Die Tatsache, dass man Privatleuten das Geld entzieht, fördert weder das Investitions- noch das Konsumklima. Bemerkenswerterweise trug sich der größte industrielle Kollaps der US-Geschichte erst im Jahr 1937 zu, also acht Jahre nach dem Börsencrash und im fünften Jahr des New Deal.

Es sollte uns eine Lehre sein, dass die Maßnahmen der 30er Jahre das Gegenteil von dem erreicht haben, was ihre Urheber erklärtermaßen damit zu erreichen suchten.
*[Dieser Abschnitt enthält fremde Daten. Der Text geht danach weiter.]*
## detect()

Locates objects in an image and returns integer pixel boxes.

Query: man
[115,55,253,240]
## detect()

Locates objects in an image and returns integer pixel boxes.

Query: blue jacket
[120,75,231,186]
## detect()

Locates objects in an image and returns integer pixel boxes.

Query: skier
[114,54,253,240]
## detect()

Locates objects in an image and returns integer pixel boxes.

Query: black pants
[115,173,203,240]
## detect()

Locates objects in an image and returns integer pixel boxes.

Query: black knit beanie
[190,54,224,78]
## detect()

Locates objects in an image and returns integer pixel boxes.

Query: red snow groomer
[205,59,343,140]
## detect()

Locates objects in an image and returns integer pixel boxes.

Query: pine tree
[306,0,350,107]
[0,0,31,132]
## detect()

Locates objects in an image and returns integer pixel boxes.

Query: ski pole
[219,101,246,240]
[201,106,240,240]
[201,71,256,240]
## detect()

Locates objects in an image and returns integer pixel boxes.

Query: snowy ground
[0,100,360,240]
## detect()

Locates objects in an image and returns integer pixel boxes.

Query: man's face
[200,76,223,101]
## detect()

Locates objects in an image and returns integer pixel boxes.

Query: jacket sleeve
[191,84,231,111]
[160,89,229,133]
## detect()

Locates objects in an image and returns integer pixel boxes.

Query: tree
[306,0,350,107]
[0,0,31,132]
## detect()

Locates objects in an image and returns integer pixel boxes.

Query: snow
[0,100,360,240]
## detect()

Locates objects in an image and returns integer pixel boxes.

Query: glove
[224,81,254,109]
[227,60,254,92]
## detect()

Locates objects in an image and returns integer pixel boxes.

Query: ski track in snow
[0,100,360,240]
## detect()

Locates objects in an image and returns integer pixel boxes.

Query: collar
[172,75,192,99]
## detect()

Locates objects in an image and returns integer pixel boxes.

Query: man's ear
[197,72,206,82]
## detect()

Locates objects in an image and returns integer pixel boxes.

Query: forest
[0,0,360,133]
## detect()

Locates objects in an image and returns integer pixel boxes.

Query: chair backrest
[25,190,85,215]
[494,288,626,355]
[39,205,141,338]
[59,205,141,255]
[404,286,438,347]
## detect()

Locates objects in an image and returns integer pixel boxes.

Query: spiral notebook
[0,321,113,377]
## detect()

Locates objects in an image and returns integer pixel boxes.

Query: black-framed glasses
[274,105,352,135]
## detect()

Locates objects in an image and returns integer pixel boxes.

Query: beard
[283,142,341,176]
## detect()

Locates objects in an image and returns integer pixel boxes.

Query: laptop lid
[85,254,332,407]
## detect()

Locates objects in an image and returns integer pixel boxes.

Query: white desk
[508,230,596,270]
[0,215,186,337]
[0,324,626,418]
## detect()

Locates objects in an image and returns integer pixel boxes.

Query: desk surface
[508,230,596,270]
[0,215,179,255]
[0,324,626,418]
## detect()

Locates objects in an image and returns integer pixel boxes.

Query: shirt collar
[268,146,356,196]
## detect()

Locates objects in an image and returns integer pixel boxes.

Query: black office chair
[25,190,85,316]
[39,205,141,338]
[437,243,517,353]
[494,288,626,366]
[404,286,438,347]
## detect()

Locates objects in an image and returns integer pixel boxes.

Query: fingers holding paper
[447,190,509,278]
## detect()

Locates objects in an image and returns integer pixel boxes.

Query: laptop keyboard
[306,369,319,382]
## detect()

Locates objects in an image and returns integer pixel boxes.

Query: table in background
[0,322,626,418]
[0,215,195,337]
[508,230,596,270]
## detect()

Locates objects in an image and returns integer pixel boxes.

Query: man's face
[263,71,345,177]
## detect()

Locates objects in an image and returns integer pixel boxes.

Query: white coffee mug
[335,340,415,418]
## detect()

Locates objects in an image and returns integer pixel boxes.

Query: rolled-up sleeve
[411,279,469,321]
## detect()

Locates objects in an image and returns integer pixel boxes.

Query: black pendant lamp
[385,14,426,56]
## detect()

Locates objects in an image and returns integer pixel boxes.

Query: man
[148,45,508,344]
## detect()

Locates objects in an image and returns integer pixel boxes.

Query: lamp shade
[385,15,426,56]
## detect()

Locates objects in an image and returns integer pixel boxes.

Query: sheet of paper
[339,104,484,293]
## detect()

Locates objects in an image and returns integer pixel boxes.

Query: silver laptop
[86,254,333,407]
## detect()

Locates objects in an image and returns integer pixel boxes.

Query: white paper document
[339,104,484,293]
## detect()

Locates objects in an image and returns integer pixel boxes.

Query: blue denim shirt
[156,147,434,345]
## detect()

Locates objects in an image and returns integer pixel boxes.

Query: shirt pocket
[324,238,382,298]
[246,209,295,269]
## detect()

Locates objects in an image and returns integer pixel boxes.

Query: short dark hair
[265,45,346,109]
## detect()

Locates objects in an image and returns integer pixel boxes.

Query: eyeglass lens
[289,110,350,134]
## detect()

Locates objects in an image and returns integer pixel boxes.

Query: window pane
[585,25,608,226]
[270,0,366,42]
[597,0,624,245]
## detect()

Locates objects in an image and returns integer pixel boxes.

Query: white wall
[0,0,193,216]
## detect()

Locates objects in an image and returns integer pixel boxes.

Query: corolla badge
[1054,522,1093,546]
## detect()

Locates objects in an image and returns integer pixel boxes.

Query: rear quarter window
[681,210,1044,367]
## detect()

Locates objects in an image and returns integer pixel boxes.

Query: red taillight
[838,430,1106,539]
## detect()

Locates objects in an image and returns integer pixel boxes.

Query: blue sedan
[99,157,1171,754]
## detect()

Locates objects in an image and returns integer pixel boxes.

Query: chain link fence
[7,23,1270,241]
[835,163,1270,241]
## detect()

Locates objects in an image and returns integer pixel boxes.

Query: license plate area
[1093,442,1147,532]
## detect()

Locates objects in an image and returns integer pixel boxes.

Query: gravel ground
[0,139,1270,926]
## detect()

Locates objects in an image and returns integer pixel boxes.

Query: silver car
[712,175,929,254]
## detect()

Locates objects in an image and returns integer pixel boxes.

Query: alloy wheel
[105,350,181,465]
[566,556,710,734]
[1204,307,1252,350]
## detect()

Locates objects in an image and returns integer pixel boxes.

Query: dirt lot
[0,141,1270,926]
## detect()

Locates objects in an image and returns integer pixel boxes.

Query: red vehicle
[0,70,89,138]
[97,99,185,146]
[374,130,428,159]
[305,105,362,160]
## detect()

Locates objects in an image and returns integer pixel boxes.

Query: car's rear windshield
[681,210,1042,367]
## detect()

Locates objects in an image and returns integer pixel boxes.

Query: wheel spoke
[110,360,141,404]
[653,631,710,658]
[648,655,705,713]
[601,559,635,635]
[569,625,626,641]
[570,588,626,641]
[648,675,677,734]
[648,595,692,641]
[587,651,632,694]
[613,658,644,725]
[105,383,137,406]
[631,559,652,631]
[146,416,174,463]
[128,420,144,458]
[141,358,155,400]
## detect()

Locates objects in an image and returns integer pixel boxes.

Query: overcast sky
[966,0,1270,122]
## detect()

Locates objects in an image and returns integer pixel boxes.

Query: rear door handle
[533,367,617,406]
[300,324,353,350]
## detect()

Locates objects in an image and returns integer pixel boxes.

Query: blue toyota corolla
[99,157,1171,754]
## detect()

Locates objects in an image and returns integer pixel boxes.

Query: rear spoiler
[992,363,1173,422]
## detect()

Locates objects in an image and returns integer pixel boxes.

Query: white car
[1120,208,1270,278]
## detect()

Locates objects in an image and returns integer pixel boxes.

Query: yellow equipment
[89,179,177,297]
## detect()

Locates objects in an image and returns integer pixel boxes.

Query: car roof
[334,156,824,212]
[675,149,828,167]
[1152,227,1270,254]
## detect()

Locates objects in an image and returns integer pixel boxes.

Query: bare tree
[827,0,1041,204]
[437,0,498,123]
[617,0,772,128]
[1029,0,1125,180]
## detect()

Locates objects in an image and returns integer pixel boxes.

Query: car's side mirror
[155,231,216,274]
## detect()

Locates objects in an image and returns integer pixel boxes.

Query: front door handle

Dies gilt umso mehr als eine Reihe dieser Maßnahmen auch auf der Agenda heutiger Spitzenpolitiker in der Welt stehen. Bereits bei Roosevelt lässt sich nachweisen, dass dieser mit seinen Programmen gezielt künftige Wähler bediente. Öffentliche Investitionsprogramme sollten schon allein deshalb nicht nach einem vermuteten Konjunkturimpuls, sondern nach ihrer spezifischen Produktivität beurteilt werden. Übrigens prognostizierten die Keynesianer eine Nachkriegsrezession angesichts sinkender Staatsausgaben und der Rückkehr von Millionen Soldaten auf den Arbeitsmarkt. Das Gegenteil trat ein. Während die Staatsausgaben zurückgingen boomten privater Konsum und private Investitionen. Die Arbeitslosigkeit betrug, nachdem die Masse der Rückkehrer in der Wirtschaft einen Platz gefunden hatte, 1947 nur 4%. Ursache war keineswegs eine aufgestaute Liquidität, die nun für Konsumausgaben frei wurde. Schließlich verändert diese die Gesamtbilanz der Banken nicht, das Bankguthaben wird lediglich vom Käufer zum Verkäufer verschoben. Vielmehr reduzierten die Menschen ihre Sparneigung. Und Unternehmen finanzierten ihre Aktivitäten durch den Verkauf von Staatsanleihen, signifikant sinkenden Steuern und über den Zugang zu Kapitalmärkten.

Neuere Untersuchungen bekräftigen die Auffassung von Murray N. Rothbard, dass ohne die Politik des New Deal die Reinigungskrise bis Mitte der 30er Jahre vorüber gewesen wäre. In Deutschland wäre dies auch der Fall gewesen – ohne die Machtübertragung an die Nationalsozialisten.

Tatsächlich kann die Regierung die Rezession bekämpfen. Sie braucht dazu nur zu den Mitteln zu greifen, die eine gute Wirtschaftspolitik auszeichnen: Langfristorientierung und Maßnahmen, die für alle gleich gelten, statt einzelne Branchen zu begünstigen. Das bedeutet Steuern dauerhaft und kräftig senken, Deregulierung und Privatisierung – und Rückzug des Staates. Die Regierung muss nichts tun, sie muss etwas lassen: Die Regierung muss aufhören, Krisen zu schaffen, die sie anschließend unter Schuldzuweisung an andere zu lösen vorgibt.